Tanta storia, sì, per il monumento a Carlo Felice, testimone silenzioso di gioie e dolori cagliaritani, cieco osservatore, nella sua postura neoclassica, con elmo e scettro, di bellezze del centro e deserti da pandemia. Ma anche tante polemiche per il sovrano, succeduto nel 1821 al fratello Vittorio Emanuele I, nell’anno del noto “editto delle chiudende” che di fatto ha istituito la proprietà fondiaria privata. Figura ricordata come dispotica e conservatrice, il re sabaudo non è certo ricordato volentieri dalle classi popolari. Qualche anno fa c’è stata la polemica attorno alla figura di Carlo e del suo monumento, coperto di teli bianchi, mossa da chi, in occasione della manifestazione in ricordo dei martiri di Palabanda, ricordava a tutti i rapporti non certo ottimali tra Savoia e Sardegna. C’è chi, ancora oggi, ne vorrebbe la rimozione.

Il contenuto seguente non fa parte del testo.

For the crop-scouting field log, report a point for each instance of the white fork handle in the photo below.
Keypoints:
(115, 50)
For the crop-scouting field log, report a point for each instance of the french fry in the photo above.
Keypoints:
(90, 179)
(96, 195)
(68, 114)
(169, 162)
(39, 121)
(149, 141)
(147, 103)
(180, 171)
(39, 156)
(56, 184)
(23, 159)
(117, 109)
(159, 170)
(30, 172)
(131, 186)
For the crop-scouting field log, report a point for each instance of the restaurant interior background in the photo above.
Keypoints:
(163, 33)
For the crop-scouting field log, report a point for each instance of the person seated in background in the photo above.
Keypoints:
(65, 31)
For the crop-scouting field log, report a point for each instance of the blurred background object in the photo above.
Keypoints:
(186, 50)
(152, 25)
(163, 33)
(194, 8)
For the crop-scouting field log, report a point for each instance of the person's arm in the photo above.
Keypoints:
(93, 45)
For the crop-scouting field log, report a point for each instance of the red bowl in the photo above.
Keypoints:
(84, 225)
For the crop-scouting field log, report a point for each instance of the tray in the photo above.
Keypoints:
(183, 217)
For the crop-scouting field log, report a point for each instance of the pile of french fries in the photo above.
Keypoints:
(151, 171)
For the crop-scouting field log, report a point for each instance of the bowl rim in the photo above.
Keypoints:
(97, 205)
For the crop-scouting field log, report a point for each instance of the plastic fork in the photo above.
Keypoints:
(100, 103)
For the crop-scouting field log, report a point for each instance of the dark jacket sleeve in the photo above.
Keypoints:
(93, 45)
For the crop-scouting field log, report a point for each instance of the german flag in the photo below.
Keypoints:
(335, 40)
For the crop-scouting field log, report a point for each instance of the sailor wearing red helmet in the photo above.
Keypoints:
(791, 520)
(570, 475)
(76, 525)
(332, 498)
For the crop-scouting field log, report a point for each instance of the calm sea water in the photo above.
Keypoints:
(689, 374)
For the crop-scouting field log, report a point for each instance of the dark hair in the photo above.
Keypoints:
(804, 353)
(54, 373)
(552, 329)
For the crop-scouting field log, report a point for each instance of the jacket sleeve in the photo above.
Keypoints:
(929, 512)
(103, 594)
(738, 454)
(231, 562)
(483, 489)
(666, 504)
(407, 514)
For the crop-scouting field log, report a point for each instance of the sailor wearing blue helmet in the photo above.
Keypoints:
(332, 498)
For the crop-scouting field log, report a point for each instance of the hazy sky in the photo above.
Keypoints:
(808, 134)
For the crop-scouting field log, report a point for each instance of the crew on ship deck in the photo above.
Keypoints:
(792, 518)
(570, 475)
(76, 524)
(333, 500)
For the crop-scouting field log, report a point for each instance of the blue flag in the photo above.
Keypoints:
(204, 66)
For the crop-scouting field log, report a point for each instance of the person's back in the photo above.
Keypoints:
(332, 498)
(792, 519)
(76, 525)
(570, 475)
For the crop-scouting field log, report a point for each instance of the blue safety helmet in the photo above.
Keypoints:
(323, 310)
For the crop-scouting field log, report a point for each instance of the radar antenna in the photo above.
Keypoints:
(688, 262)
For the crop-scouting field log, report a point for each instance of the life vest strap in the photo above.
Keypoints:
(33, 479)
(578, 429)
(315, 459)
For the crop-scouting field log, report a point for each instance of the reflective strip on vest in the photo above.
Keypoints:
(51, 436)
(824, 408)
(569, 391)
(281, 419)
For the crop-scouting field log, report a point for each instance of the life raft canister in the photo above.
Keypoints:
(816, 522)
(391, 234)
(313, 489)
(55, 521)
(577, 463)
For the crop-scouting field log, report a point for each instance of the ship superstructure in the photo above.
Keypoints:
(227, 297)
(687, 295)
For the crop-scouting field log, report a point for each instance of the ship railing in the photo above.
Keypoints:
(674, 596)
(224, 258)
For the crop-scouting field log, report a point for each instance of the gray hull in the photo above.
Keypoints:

Polemiche o meno, la statua di Carlo Felice è certamente famosa fra i cagliaritani come luogo storico di festeggiamenti calcistici. Dai grandi traguardi, come il primo approdo in serie A del club del capoluogo allo storico scudetto del ’70, fino alle clamorose salvezze: per “Carlo” veste rossoblù, decori vari e tunica d’occasione. Ma non solo, perché anche la Nazionale negli ultimi anni, sino al trionfo di Wembley della scorsa estate, è stata oggetto di festeggiamenti dei tifosi, non senza danni e purtroppo episodi che non vorremmo raccontare.

Carlo Felice è sempre lì, ignaro di ciò che la gente sa di lui, delle polemiche e del via vai di persone, persino imbrattato da qualche incivile. Silenzioso è comunque un simbolo di Cagliari, a prescindere da tutto. E anno dopo anno, per i cagliaritani la statua rimane sempre luogo di incontro del sabato sera o di festeggiamenti rossoblù, fra bandiere e stendardi. E almeno questo mette d’accordo tutti.